Die Bundestagsabgeordnete Gülistan Yüksel bei ihrer Plenarrede zur Reform des Staatsangehörigkeitsrechts am 30.11.2023.

Die Bundestagsabgeordnete Gülistan Yüksel bei ihrer Plenarrede zur Reform des Staatsangehörigkeitsrechts am 30.11.2023.

Gülistan Yüksel (SPD): 

Sehr geehrte Frau Präsidentin! Meine sehr geehrten Damen und Herren! Liebe Kolleginnen und Kollegen! Als ich mit acht Jahren als Tochter eines Gastarbeiters nach Deutschland kam, verstand ich kein Wort Deutsch. Aber eines spürte ich als Kind sofort: Hier bin ich willkommen! Als ich älter wurde, änderte sich plötzlich etwas. Obwohl Deutschland längst zu meiner Heimat geworden war, merkte ich, dass ich offiziell gar nicht dazugehören sollte. Bei Wahlen und sogar bei Bürgerentscheiden durfte ich nicht mitentscheiden. Ohne deutschen Pass war ich einfach ausgeschlossen. 

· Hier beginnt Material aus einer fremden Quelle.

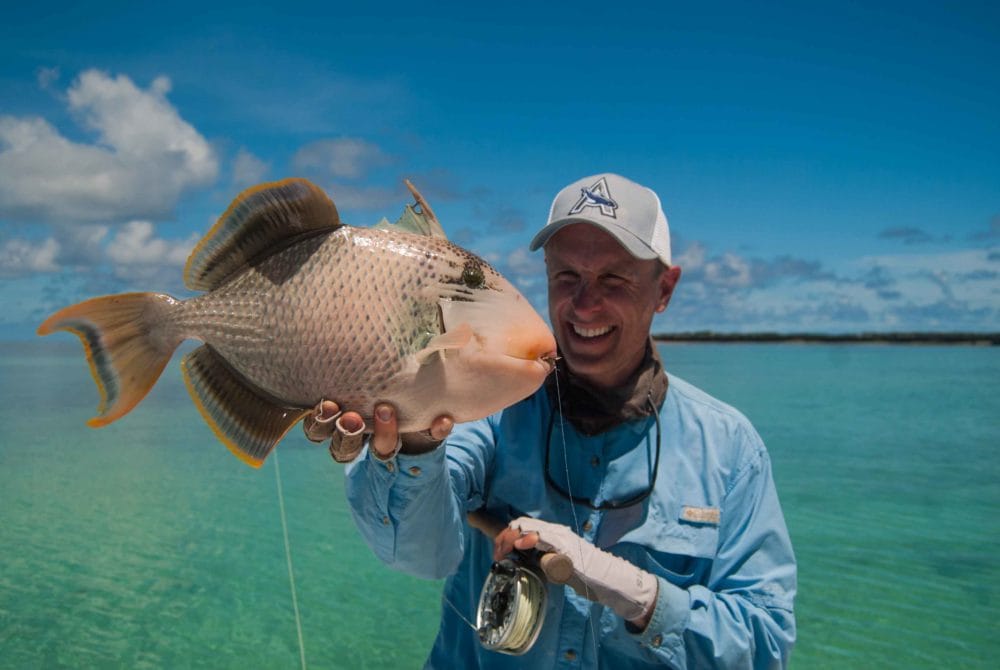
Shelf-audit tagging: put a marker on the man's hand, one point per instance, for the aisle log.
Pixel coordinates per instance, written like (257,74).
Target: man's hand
(346,432)
(597,575)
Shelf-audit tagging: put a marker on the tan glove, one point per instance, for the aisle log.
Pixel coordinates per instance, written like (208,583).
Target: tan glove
(597,575)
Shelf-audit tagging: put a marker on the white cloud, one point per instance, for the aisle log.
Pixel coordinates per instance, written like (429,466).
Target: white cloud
(248,169)
(21,257)
(143,158)
(345,157)
(135,245)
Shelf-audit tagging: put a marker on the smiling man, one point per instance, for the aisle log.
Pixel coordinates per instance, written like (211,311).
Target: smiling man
(660,496)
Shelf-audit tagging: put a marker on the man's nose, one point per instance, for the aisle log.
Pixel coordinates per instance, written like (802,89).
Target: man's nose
(587,297)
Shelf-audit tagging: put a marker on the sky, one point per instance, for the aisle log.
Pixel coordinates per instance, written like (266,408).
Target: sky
(824,167)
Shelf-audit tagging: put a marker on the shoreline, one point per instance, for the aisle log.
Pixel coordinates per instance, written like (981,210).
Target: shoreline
(908,338)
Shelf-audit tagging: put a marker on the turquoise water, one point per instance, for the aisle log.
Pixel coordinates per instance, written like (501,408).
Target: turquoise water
(147,545)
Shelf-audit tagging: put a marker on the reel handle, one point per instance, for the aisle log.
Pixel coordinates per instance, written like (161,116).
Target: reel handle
(557,568)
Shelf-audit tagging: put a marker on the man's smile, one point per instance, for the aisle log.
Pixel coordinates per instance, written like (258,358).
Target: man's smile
(590,333)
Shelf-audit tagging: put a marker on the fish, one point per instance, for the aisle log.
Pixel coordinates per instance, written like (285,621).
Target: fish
(297,307)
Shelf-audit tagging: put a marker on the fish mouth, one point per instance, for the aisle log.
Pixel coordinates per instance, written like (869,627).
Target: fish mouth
(549,361)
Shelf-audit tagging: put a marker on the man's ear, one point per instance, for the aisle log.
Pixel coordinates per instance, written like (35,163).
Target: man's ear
(668,282)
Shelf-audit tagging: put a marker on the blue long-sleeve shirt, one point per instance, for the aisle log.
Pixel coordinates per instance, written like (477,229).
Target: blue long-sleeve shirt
(711,531)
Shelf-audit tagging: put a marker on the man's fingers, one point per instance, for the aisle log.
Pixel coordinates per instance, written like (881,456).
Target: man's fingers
(348,439)
(386,436)
(319,425)
(510,539)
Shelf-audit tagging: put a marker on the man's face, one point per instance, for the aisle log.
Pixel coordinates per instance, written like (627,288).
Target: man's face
(601,302)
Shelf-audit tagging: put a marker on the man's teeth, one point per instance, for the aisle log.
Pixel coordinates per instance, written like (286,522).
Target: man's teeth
(591,332)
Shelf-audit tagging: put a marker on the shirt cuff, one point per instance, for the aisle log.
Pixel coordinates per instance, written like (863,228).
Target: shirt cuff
(670,617)
(408,470)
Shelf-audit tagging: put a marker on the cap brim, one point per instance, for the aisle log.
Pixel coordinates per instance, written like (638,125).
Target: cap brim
(626,238)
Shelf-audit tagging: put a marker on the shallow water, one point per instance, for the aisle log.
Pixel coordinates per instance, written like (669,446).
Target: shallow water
(146,544)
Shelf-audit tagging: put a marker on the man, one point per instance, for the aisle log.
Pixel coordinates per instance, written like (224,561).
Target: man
(661,496)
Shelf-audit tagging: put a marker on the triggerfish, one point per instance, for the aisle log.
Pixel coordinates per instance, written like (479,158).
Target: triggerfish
(298,307)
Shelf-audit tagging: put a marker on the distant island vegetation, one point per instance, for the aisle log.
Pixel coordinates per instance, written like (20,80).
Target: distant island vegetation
(977,339)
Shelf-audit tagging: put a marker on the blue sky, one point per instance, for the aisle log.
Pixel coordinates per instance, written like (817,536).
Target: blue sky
(824,166)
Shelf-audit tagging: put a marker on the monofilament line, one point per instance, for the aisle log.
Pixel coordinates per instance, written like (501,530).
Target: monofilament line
(572,504)
(288,558)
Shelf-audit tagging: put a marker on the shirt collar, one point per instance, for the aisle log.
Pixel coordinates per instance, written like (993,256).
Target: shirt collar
(593,411)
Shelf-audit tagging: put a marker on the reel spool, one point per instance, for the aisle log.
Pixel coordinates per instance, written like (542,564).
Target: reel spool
(511,608)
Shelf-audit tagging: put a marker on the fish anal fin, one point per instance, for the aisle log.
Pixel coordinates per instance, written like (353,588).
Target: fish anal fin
(452,339)
(243,419)
(256,223)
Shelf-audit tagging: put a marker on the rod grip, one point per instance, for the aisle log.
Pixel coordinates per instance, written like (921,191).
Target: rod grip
(557,568)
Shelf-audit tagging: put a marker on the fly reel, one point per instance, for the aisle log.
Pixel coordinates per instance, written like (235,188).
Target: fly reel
(511,608)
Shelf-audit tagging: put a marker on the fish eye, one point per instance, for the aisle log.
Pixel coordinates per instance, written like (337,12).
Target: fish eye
(472,275)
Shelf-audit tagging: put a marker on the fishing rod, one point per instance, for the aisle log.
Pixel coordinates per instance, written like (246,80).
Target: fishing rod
(512,603)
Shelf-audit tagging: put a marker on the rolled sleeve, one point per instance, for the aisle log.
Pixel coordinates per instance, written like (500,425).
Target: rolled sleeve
(404,506)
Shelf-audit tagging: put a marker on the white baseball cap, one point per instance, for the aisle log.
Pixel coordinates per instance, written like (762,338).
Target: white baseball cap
(628,211)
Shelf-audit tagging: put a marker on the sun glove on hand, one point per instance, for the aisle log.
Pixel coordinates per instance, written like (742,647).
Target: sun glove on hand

(Dr. Götz Frömming (AfD): Jetzt sind Sie im Bundestag!)

Meine Geschichte ist kein Einzelfall. Mehr als 10 Millionen Menschen leben in Deutschland ohne den deutschen Pass, und etwa die Hälfte von ihnen sogar seit mindestens zehn Jahren. 

(Jens Spahn (CDU/CSU): Die Frage ist doch: Warum?)

Genau da setzt unsere Reform zum Staatsangehörigkeitsrecht an. Wir wollen Menschen, die hier leben, arbeiten und längst diese Sprache sprechen, politische Teilhabe ermöglichen.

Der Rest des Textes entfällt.